Sometimes "ham" was used as the first syllable of a place-name, often protectively padded with the letter P: Hampstead was the farm place, Hampton the farm enclosure. More often, "ham" was the final syllable, which probably explains how it's become gulped down to a mere 'um sound. There is an interesting variant in place–names like Corringham, referring to "the people of Curra". Here "ham" must describe the settlement of the followers of some Saxon chieftain, not just a small farm. An intriguing example is Nottingham. In 922 AD, the Anglo-Saxon Chronicle called it "Snotingaham" – the settlement of the followers of Snota. The letters –sn- are impossible to pronounce together in French, so the Normans dropped the S. Luckily, Snottingham became Nottingham.

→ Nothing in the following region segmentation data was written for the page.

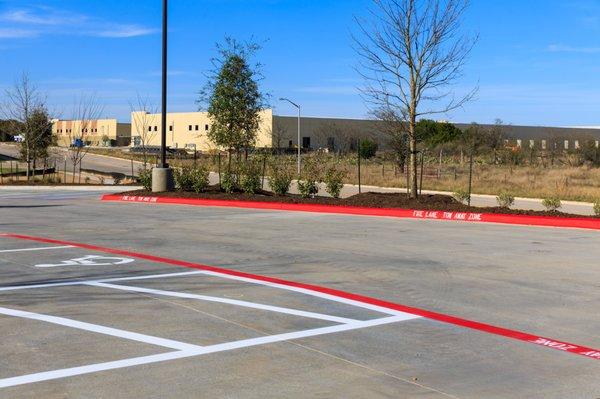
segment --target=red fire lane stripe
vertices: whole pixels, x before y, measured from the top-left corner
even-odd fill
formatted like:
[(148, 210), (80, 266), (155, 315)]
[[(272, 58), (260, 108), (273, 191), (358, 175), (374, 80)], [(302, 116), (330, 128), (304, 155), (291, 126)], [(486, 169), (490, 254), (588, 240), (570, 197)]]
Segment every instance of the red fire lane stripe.
[(333, 213), (362, 216), (387, 216), (411, 219), (453, 220), (478, 223), (502, 223), (525, 226), (568, 227), (578, 229), (600, 230), (600, 219), (586, 217), (555, 217), (532, 215), (509, 215), (496, 213), (421, 211), (398, 208), (365, 208), (354, 206), (288, 204), (281, 202), (229, 201), (192, 198), (143, 197), (134, 195), (108, 194), (103, 201), (137, 202), (148, 204), (178, 204), (194, 206), (217, 206), (228, 208), (250, 208), (296, 212)]
[(81, 244), (81, 243), (62, 241), (62, 240), (54, 240), (54, 239), (49, 239), (49, 238), (32, 237), (32, 236), (21, 235), (21, 234), (0, 234), (0, 236), (16, 238), (16, 239), (21, 239), (21, 240), (50, 243), (50, 244), (72, 245), (74, 247), (89, 249), (92, 251), (105, 252), (105, 253), (110, 253), (110, 254), (114, 254), (114, 255), (129, 256), (129, 257), (144, 259), (144, 260), (148, 260), (148, 261), (152, 261), (152, 262), (164, 263), (164, 264), (180, 266), (180, 267), (187, 267), (187, 268), (197, 269), (197, 270), (216, 272), (216, 273), (221, 273), (221, 274), (225, 274), (225, 275), (229, 275), (229, 276), (243, 277), (243, 278), (248, 278), (248, 279), (252, 279), (252, 280), (256, 280), (256, 281), (263, 281), (263, 282), (268, 282), (268, 283), (285, 285), (288, 287), (302, 288), (302, 289), (306, 289), (306, 290), (310, 290), (310, 291), (320, 292), (323, 294), (337, 296), (339, 298), (350, 299), (350, 300), (354, 300), (354, 301), (358, 301), (358, 302), (362, 302), (362, 303), (366, 303), (366, 304), (370, 304), (370, 305), (384, 307), (384, 308), (391, 309), (391, 310), (397, 310), (397, 311), (401, 311), (401, 312), (405, 312), (405, 313), (410, 313), (413, 315), (422, 316), (422, 317), (430, 319), (430, 320), (435, 320), (435, 321), (439, 321), (442, 323), (465, 327), (465, 328), (469, 328), (472, 330), (482, 331), (482, 332), (486, 332), (488, 334), (499, 335), (499, 336), (506, 337), (506, 338), (512, 338), (515, 340), (527, 342), (527, 343), (534, 344), (534, 345), (544, 346), (544, 347), (559, 350), (562, 352), (568, 352), (568, 353), (573, 353), (576, 355), (585, 356), (585, 357), (595, 359), (595, 360), (600, 360), (600, 349), (593, 349), (593, 348), (585, 347), (582, 345), (575, 345), (572, 343), (559, 341), (559, 340), (555, 340), (552, 338), (541, 337), (539, 335), (534, 335), (534, 334), (530, 334), (530, 333), (526, 333), (526, 332), (522, 332), (522, 331), (510, 330), (510, 329), (503, 328), (503, 327), (497, 327), (497, 326), (493, 326), (490, 324), (480, 323), (480, 322), (473, 321), (473, 320), (462, 319), (459, 317), (450, 316), (450, 315), (446, 315), (443, 313), (432, 312), (432, 311), (428, 311), (428, 310), (424, 310), (424, 309), (401, 305), (398, 303), (388, 302), (388, 301), (384, 301), (381, 299), (371, 298), (371, 297), (367, 297), (367, 296), (363, 296), (363, 295), (352, 294), (349, 292), (339, 291), (339, 290), (332, 289), (332, 288), (320, 287), (320, 286), (304, 284), (304, 283), (296, 283), (293, 281), (282, 280), (282, 279), (274, 278), (274, 277), (260, 276), (260, 275), (256, 275), (256, 274), (240, 272), (237, 270), (222, 269), (222, 268), (214, 267), (214, 266), (207, 266), (207, 265), (202, 265), (202, 264), (198, 264), (198, 263), (163, 258), (163, 257), (159, 257), (159, 256), (125, 251), (125, 250), (121, 250), (121, 249), (99, 247), (96, 245)]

East and West Ham weren't called after farms, but take their name from that similar but less common word, "hamm". The double-M suggests that it was more emphatically spoken. There are about a dozen other places called Ham across southern England, mostly small and low-lying, but all firmly pronounced. The best-known is Ham Common at Richmond-upon-Thames in south-west London. "Hamm" referred to grazing land, alongside the bend of a river. There's a similar word in Frisian, an ancient language of the Netherlands which resembles English. The bend of the Thames is still there. That specialised grazing land is now Silvertown and London City Airport. A recent housing development, Hamme Building at Royal Albert Wharf, happily revives the old name.
A document from the year 958 – over a thousand years ago – shows that Hamme was a single community. It had been split by the time of Domesday Book in 1086, but both parts shared the name, spelt "Hame". North of the pastureland there were woods – "frith" in Old English. They're recalled by Manor Park's Hamfrith Road. We first hear, in fake Latin, of "Westhamma" in 1186, and "Estham" in 1206. But even with those new names, local peasants knew they were talking about "hamm", describing grazing land, not the wobbly "ham" that referred to a farm and was swallowed at the end of a word. West Ham never degenerated into West'um.
Centuries later, we preserve that difference inherited from forgotten Old English speech – West HAM, East HAM. When the two were merged to form a London Borough in 1965, a neutral name was coined – New-HAM. But the half-mumbled "ham" was just too familiar, and so nowadays it's become New-'um!